Efektivitas pengelolaan TWP Gili Matra sebagai kawasan konservasi perairan nasional dibawah Kementerian Kelautan dan Perikanan telah berada pada tahap dikelola minimum.  Demikian pula dengan Kabupaten Lombok Timur dengan adanya KKPD Gili Lawang dan Gili Sulat, KKPD Gili Petagon, serta lokasi Suaka Perikanan di Sapakoko, Gili Rango, Taked Pedamekan, Gusoh Sandak, dan Taked Belanting.

Foto: WCS
Foto: WCS

Sebagian besar kawasan tersebut masih pada tahap diinisiasi.  Sementara itu, kawasan konservasi perairan di Kabupaten Lombok Tengah sudah berada dalam tahap didirikan untuk menjadi TWP Teluk Bumbang. Keunikan dan pesona laut Lombok Tengah memberikan kekhasan tersendiri untuk dikelola sebagai objek wisata, sedangkan potensi perikanan budidaya lobster dan rumput lautnya merupakan salah satu aset nasional yang sangat penting.

Untuk dapat mengelola sumberdaya yang ada di kawasan TWP Teluk Bumbang, penetapan status kawasan berdasarkan landasan hukum yang sesuai dan pengembangan sistem pengelolaan yang terpadu merupakan dua elemen penting pengelolaan kawasan konservasi yang perlu segera ditindaklanjuti oleh pengelola kawasan. Selain itu, diperlukan juga dukungan penuh dari berbagai elemen terkait untuk dapat mencapai pengelolaan TWP Teluk Bumbang yang efektif.

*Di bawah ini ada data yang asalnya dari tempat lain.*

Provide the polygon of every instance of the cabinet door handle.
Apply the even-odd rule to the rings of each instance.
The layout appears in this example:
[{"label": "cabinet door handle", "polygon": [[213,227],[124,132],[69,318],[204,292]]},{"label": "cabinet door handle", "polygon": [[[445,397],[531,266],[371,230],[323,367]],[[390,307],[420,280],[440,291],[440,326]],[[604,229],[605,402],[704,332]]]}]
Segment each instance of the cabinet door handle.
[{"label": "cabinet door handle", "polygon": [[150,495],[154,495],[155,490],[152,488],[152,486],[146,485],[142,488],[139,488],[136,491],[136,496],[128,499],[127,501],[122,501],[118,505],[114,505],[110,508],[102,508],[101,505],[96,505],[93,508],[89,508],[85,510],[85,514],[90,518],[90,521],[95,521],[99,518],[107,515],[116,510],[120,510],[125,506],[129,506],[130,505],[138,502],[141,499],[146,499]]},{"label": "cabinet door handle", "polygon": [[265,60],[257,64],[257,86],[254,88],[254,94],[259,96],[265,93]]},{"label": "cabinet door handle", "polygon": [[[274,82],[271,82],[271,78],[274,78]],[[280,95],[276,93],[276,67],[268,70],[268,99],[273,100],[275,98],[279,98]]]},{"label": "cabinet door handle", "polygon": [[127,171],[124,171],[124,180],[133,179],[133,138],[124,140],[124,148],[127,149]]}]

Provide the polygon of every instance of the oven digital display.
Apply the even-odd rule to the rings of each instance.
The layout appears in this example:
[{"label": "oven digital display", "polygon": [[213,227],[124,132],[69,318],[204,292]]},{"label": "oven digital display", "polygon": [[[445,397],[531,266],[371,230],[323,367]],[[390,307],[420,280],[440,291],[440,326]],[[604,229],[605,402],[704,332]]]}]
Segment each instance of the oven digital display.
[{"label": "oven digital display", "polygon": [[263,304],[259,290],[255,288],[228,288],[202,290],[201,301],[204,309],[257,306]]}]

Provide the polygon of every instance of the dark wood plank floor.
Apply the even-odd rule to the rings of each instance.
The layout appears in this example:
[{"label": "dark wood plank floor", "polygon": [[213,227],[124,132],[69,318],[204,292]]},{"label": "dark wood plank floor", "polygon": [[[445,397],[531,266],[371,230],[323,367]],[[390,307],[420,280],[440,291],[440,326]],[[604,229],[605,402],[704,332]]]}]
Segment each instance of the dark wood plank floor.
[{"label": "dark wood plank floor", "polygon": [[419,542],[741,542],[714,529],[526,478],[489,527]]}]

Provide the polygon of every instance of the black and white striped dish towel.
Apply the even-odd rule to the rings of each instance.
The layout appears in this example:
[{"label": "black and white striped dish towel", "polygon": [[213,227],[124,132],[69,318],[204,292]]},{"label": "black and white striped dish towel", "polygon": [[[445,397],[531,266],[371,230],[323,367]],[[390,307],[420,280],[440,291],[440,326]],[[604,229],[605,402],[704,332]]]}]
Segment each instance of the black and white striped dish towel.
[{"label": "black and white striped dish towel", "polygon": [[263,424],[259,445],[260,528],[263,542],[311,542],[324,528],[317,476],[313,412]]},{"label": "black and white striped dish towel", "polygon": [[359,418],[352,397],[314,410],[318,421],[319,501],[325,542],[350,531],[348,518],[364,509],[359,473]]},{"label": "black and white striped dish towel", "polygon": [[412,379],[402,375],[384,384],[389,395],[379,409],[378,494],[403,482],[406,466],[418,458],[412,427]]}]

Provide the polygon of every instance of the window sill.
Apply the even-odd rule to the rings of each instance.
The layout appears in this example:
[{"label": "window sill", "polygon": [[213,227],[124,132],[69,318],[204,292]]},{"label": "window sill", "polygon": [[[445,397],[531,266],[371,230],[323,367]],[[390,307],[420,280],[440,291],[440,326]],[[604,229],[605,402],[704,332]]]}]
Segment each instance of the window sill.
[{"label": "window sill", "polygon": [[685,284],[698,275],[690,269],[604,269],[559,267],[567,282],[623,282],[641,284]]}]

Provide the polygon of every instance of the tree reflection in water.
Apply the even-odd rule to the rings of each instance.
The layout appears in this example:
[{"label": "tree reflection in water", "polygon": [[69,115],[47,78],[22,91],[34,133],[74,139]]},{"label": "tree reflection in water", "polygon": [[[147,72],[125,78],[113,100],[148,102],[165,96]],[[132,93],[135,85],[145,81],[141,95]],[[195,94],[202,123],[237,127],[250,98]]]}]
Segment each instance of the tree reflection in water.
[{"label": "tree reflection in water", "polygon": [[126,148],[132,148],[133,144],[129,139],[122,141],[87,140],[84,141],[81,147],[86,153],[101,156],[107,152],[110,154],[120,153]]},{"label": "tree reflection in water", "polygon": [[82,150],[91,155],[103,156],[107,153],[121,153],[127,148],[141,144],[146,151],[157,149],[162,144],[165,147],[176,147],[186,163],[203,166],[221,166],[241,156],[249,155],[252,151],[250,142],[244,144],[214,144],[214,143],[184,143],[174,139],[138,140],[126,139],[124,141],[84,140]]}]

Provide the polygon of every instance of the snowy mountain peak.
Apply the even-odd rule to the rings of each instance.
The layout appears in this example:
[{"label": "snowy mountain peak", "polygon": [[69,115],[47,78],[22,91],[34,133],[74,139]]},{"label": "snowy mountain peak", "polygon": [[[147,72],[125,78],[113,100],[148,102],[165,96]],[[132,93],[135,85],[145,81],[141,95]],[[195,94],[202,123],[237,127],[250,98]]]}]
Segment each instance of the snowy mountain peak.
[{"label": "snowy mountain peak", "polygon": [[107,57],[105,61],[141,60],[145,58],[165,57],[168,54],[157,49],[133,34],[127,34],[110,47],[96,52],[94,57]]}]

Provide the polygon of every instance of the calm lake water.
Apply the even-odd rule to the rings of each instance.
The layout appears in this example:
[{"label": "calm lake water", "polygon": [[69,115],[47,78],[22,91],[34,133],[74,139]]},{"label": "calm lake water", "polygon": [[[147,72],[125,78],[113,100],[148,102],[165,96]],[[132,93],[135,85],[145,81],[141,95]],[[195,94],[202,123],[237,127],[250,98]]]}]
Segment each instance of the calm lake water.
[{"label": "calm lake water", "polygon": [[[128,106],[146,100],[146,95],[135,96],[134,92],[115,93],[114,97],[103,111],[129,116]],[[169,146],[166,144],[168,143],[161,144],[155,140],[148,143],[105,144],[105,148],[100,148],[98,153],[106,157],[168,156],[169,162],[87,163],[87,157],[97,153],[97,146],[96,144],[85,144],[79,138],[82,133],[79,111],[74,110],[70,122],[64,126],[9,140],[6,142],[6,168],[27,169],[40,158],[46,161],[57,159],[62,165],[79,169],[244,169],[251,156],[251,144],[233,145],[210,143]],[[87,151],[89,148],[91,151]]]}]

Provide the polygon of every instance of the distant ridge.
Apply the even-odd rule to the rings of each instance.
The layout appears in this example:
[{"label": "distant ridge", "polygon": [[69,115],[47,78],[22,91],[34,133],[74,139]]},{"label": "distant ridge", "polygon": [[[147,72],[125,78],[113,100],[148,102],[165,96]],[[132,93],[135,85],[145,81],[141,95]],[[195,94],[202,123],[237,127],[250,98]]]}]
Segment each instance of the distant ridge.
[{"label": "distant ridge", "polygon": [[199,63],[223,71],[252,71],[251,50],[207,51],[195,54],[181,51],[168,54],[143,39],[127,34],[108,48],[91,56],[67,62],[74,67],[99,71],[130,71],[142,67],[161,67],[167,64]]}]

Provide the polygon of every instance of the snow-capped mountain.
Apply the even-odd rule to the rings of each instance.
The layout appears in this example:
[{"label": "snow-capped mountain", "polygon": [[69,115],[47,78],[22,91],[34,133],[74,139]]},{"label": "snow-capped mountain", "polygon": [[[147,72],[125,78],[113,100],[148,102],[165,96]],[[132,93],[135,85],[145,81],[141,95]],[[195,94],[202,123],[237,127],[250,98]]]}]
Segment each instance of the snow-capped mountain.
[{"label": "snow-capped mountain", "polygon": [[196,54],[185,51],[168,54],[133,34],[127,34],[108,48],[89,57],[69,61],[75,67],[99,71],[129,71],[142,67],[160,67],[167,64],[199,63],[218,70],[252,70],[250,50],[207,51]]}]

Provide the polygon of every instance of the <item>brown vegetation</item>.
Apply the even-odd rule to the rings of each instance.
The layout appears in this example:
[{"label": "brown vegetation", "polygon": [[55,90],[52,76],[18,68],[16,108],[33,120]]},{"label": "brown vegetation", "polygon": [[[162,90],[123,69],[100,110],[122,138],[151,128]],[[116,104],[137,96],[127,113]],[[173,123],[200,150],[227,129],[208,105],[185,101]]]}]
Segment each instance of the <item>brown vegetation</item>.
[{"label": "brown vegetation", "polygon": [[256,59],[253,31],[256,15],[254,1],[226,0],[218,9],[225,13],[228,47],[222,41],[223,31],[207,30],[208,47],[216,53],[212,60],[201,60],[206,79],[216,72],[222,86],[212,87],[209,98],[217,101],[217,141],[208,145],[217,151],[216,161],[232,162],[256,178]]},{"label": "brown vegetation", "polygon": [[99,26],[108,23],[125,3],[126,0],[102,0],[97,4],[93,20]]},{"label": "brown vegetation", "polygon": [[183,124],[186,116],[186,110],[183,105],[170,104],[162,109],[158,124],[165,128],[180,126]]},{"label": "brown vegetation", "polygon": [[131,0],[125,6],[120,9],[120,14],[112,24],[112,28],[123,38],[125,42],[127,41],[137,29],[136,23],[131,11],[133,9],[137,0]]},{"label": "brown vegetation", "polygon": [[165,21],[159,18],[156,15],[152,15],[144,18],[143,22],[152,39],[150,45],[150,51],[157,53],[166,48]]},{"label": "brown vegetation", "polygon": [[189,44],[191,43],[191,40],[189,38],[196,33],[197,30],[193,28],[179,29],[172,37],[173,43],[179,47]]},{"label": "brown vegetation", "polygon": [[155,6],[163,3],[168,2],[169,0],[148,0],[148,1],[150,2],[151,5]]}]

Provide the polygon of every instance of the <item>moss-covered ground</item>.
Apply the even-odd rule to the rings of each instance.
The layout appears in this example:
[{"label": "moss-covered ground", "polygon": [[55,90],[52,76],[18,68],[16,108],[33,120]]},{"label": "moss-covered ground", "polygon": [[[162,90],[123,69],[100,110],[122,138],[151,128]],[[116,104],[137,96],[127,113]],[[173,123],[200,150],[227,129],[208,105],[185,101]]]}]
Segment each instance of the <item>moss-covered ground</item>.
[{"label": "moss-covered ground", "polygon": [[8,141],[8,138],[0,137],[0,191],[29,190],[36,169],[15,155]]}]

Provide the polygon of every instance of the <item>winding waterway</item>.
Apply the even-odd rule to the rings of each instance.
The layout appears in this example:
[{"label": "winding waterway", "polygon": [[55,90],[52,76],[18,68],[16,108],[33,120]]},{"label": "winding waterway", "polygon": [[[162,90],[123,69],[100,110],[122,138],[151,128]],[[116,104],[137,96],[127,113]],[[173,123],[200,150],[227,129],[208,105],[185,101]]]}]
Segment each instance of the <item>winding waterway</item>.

Kabupaten Lombok Barat juga memiliki potensi cukup tinggi dalam hal sumberdaya pesisir dan laut maupun keragaman hayatinya, kawasan ini masih berada dalam tahap inisiasi kawasan konservasi perairan daerah (KKPD). Sementara hasil survei menunjukkan bahwa lokasi di sekitar Gili Gede, Gili Renggit, Gili Layar, sampai ke Bangko-bangko juga memiliki nilai penting secara ekologis.  Hal ini terlihat dari  keragaman jenis karang dan ikan karang yang tinggi, serta kondisi substrat dan komunitas ikan karang yang sangat baik.  Lokasi ini memiliki nilai estetika lingkungan yang tinggi dan berpotensi untuk dikembangkan sebagai destinasi wisata bahari.

Sebagai bagian dari jejaring kawasan konservasi perairan di ekoregion laut Sunda Kecil dan Segitiga terumbu karang, usaha pelestarian terumbu karang di Lombok harus terus dikembangkan, baik dalam hal meningkatkan kesadartahuan masyarakat, menjembatani kepentingan setiap pengguna sumberdaya, juga dalam hal monitoring, pengawasan, dan penegakan hukum.